Commissioners at their meeting on Tuesday evening will consider approving the design of a sewage pump station that will be built near the northwest corner of 31st and Louisiana streets. Staff members are recommending a unique berm design that essentially will hide the station from the view of the residences to the north of the site. See below for some renderings. As you can see, it will create a bit of a hill in what is otherwise a flat area that the city recently purchased.
The pump station will be a key piece of infrastructure that will transfer sewage to the new treatment plant. If you are confused about where the new sewage treatment plant will be, here's what I've been telling people lately: Go south on O'Connell Road. When you get to the Wakarusa River, keep going. You'll fall into the river, because there is no bridge there. But when you get out of your car and wade across, you'll basically be about where the city plans to build its new sewer plant.
If approved, construction work on the pump station isn't expected to begin until spring 2015. Work is expected to last until the end of 2016. But a new memo from city engineers suggests we'll soon start seeing construction work at the site of the sewage treatment plant south of the river.

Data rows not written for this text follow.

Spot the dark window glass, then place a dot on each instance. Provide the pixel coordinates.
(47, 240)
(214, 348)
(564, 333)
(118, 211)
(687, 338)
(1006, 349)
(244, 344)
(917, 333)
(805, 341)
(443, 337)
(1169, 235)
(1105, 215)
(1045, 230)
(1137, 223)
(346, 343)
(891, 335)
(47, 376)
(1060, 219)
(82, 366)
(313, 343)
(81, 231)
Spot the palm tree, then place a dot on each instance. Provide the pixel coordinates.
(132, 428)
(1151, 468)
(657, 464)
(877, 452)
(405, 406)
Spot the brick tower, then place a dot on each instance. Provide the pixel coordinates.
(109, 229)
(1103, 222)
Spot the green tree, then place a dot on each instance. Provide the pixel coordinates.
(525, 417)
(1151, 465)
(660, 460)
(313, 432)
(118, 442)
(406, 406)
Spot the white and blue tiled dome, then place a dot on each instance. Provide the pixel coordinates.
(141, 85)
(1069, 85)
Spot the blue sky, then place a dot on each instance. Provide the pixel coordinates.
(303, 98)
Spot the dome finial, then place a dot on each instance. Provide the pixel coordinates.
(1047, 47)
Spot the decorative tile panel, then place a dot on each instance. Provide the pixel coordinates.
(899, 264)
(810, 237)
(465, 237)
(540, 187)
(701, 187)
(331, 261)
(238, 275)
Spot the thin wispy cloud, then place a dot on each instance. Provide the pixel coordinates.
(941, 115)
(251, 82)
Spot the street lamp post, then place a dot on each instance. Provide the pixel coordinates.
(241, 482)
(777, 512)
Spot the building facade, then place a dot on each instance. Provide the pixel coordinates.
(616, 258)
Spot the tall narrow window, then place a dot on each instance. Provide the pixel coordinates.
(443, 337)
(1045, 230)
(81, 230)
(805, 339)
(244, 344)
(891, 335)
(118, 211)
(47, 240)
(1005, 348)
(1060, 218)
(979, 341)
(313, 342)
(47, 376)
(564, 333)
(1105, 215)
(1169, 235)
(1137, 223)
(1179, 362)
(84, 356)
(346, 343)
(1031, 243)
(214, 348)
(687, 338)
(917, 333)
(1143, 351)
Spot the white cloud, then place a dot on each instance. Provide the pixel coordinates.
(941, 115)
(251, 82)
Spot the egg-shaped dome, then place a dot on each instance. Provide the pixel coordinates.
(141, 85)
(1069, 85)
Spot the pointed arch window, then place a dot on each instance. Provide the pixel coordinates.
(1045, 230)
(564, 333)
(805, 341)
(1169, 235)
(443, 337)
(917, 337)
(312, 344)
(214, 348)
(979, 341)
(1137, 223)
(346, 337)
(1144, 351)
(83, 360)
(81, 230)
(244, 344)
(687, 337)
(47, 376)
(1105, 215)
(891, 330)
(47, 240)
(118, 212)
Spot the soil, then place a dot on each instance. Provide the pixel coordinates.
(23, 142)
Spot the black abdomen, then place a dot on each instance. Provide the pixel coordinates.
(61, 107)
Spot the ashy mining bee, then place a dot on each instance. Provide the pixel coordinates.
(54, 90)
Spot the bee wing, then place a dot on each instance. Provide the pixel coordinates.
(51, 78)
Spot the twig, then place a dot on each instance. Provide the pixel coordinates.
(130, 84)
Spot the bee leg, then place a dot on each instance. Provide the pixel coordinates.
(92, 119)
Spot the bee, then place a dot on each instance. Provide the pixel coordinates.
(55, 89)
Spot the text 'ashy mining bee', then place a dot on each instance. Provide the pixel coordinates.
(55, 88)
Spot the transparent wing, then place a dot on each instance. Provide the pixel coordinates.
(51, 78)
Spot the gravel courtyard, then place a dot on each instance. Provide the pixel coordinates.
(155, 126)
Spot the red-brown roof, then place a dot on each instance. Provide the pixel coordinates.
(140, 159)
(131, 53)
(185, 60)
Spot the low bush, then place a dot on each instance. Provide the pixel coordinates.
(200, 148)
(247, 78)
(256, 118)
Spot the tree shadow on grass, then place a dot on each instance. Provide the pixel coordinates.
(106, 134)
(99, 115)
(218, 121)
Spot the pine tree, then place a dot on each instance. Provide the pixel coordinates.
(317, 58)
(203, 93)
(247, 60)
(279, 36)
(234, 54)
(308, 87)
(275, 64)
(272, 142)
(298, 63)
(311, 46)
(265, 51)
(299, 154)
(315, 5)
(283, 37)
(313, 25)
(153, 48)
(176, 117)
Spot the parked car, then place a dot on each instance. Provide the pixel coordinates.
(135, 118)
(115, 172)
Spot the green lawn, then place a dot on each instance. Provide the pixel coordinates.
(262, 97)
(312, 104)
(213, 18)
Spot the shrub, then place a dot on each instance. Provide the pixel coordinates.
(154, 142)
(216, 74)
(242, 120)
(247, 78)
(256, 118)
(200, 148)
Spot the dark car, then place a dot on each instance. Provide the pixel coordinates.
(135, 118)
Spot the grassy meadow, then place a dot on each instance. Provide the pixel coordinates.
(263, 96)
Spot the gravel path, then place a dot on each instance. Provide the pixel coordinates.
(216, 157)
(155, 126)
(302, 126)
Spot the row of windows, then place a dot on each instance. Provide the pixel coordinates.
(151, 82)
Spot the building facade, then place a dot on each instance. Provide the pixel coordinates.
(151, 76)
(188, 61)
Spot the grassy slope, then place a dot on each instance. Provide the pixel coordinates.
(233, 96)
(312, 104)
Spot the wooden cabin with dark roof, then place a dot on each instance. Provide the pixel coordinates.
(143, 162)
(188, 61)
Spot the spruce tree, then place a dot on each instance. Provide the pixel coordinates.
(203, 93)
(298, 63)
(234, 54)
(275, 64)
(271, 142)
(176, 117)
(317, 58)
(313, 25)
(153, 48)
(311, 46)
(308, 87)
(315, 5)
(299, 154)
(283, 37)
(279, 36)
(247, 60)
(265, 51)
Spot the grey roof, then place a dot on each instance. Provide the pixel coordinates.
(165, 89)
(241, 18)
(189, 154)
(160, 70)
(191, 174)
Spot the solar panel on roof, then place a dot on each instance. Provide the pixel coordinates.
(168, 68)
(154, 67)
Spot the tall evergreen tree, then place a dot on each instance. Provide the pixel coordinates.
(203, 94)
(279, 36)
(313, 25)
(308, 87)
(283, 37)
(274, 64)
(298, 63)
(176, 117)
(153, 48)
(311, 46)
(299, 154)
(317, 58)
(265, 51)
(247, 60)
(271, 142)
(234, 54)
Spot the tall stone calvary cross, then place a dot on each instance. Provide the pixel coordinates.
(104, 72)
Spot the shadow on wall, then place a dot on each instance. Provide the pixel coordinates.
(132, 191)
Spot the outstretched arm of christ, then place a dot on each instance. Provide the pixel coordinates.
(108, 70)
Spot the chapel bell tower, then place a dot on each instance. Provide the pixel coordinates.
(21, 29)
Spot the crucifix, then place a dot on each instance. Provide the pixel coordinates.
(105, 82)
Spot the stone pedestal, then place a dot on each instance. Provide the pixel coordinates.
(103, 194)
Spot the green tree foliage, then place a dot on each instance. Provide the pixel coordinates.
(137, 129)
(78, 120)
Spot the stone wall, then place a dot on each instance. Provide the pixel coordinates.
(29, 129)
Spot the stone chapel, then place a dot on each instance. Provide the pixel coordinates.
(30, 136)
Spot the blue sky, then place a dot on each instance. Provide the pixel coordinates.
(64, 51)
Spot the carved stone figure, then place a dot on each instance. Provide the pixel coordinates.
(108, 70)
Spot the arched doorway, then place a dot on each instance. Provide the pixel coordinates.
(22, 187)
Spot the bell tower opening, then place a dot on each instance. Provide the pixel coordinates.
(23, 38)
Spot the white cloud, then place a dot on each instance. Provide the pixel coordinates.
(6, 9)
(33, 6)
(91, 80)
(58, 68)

Plans call for access roads and fill work to begin at the site in June. The entire construction project for the plant is expected to last through 2017. As part of their meeting on Tuesday, commissioners are scheduled to approve a $4.6 million contract with Black & Veatch Corp. to conduct several engineering tasks for the project.
• Now that your car is in the Wakarusa River, you may care more about this next project: A new transit hub for the city and university's public bus system. The city and KU are considering a site at 21st and Iowa streets. The city will be hosting an informational meeting on the project at 6 p.m. Monday at Fire Station No. 5, 1901 Stewart Ave.